Typical Day
Perry Legal wakes at 7:30AM and gets halfway through his shower before realizing he's still wearing his boxers. (Cut him some slack—he had a late night last night.) After the water does its thing, he gets dressed, breakfasts, and pulls into the parking structure of his office building at 8:15AM.
He takes the elevator up to the third floor, goes down the hall to the Workers' Compensation firm at which he is employed as a paralegal, and makes his way to his cubicle. (His boss has been promising that he'll get his own office soon, but Perry is beginning to doubt it, especially since they attached his nameplate to the cubicle wall with industrial-strength glue.)
Perry starts his day by going through and responding to his emails and voice mails. He then meets in the small conference room with the two lawyers he works with most closely to help them prepare for a big case that's being brought to trial. During the meeting, Perry takes notes and assists his superiors in finding whatever documents they request.
After the meeting, Perry goes back to his desk and does an hour of dictation (one of the lawyers he works for has an Irish accent, and it takes Perry ten minutes to realize he's saying, "Send this guy thirty bucks" instead of, "Send this guy dirty books").
Perry takes lunch in the downstairs deli at noon and is back in the office at 1:00PM. Once again, he meets with the lawyers who are going to trial the following day and helps them prepare their legal arguments.
The case involves an elderly woman who has been working as the receptionist for a major corporation for twenty-three years (the company is so massive and she's gotten so many raises over the years that she actually makes more than some of the lawyers in Perry's firm); she has recently been taking a self-prescribed leave of absence from her job to deal with a suddenly painful case of tinnitus that she claims has been brought on by all of the clients who scream into her ear over the phone every day.
Her employer is denying this claim (as anyone in their right mind might). It's up to the lawyers in Perry's firm to make a convincing case, and it's up to Perry to help them do that. He spends much of the afternoon going through similar, prior cases to see if he can find any precedent. So far he's come up empty.

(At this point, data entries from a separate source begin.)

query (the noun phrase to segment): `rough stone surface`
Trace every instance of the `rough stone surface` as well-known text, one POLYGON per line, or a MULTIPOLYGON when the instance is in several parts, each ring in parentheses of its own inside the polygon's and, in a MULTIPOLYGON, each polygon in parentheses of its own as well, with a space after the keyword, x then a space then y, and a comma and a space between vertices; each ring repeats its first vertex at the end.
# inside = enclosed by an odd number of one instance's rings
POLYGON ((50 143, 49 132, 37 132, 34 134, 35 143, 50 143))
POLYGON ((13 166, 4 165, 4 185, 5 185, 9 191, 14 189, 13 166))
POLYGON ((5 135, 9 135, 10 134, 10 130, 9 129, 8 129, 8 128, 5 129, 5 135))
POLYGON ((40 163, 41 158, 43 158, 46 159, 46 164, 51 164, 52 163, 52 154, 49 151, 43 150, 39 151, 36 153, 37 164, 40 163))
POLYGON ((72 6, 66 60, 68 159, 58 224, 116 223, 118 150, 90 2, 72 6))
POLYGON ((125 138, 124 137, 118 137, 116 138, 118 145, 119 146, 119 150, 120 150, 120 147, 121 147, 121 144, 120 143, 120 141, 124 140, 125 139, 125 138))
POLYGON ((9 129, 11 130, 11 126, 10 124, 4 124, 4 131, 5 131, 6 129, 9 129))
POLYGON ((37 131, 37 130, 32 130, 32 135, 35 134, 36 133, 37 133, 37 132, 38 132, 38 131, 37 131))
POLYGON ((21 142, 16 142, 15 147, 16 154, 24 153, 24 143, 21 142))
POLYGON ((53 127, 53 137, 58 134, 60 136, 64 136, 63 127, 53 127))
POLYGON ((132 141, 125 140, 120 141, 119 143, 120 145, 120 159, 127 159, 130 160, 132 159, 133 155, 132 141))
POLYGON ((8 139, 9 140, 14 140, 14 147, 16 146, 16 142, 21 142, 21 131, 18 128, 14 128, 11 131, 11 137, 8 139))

At 4:00PM, he leaves the lawyers to dig through records on their own, as has to run out to file a couple of motions at the District Court before it closes for the day. He makes it back to the office around 5:00PM to find that the lawyers are still digging furiously for something substantial they can use in the tinnitus case. It's looking grim, and they may just have to rely on their charm and some crafty manipulation of the English language to sway the jury.
Perry wraps up his day with another hour of research in the law library and some more answering of emails, and then he's out of there at 6:30PM. This time, once he gets home, he writes himself a note and puts it on the shower door. He's not making that mistake again. And he exhales—he knows that the lawyers on the various cases in which he is assisting will be working until midnight. Thank goodness he was never quite able to pass that bar exam.